TOPEKA, Kan. – The effects of George Floyd’s death can be felt much closer to home.
Kansans are responding with protests of their own – and local leaders are speaking out.
In Junction City, a protest started at Heritage Park Friday night. Further east, demonstrators also lined streets in Manhattan.
Mayor Usha Redding condemned the, “Senseless, tragic, and brutal death.”
She continued in a release saying, “It is not lost on me how institutional structures have perpetuated racism. It is not lost on me that it is not enough to be non-racist, but it is important to be anti-racist. It is not lost on me that black lives matter.”
Director of the Riley County Police Department Dennis Butler expressed how he felt when he saw the video in an open letter.
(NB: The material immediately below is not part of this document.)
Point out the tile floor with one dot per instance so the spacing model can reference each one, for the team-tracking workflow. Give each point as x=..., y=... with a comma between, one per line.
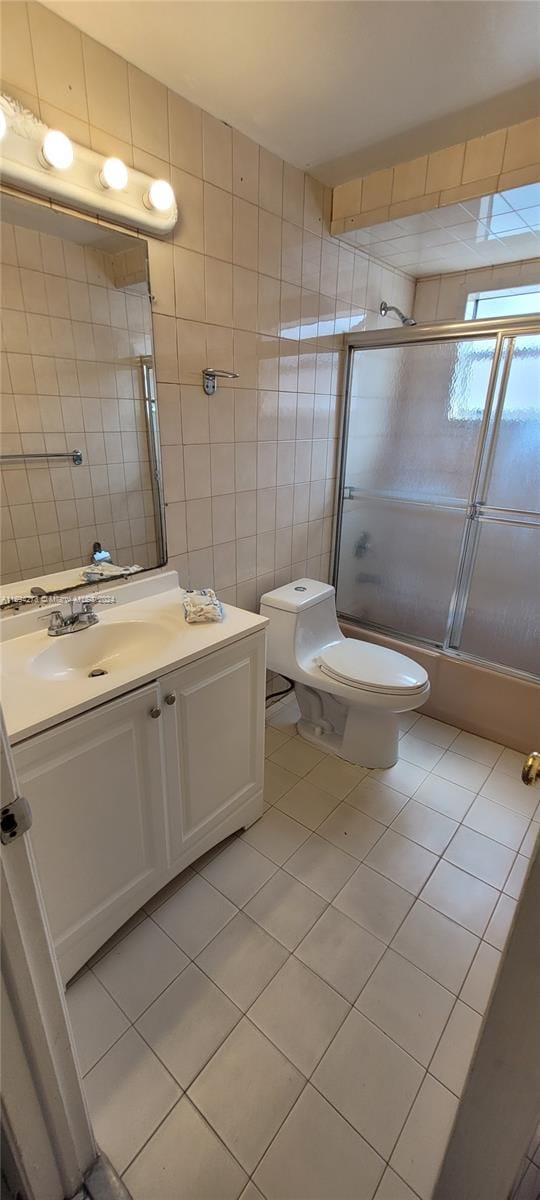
x=294, y=1018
“I had the same gut reaction as when Walter Scott was murdered by a police officer in South Carolina and when Ahmed Arberey was murdered in Georgia by vigilantes and then law enforcement and prosecutors were slow to do their jobs … You should know that we do not teach that arrest tactic and we do not tolerate it.”
Topeka Police Chief Bill Cochran tweeted something similar.
“I have been trying to finding the words to express how dismayed I am after watching the video of the death of George Floyd in Minneapolis. The actions that led to Mr. Floyd’s death are indefensible … as a law enforcement officer who took the oath to serve and protect 33 years ago, I refuse to stay silent about this. We have to do better.”
Governor Laura Kelly also called on Kansans to do better.
She posted this statement, “the death of George Floyd was unnecessary and preventable … His death is the latest example of systemic racism that we must acknowledge – and address – in our communities, our neighborhoods and our places of work.”
Black lives matter protests along the plaza in Kansas City Friday night are reported to be peaceful, with no arrests.
In Topeka, groups plan to rally outside the statehouse at 11:00 a.m. Saturday.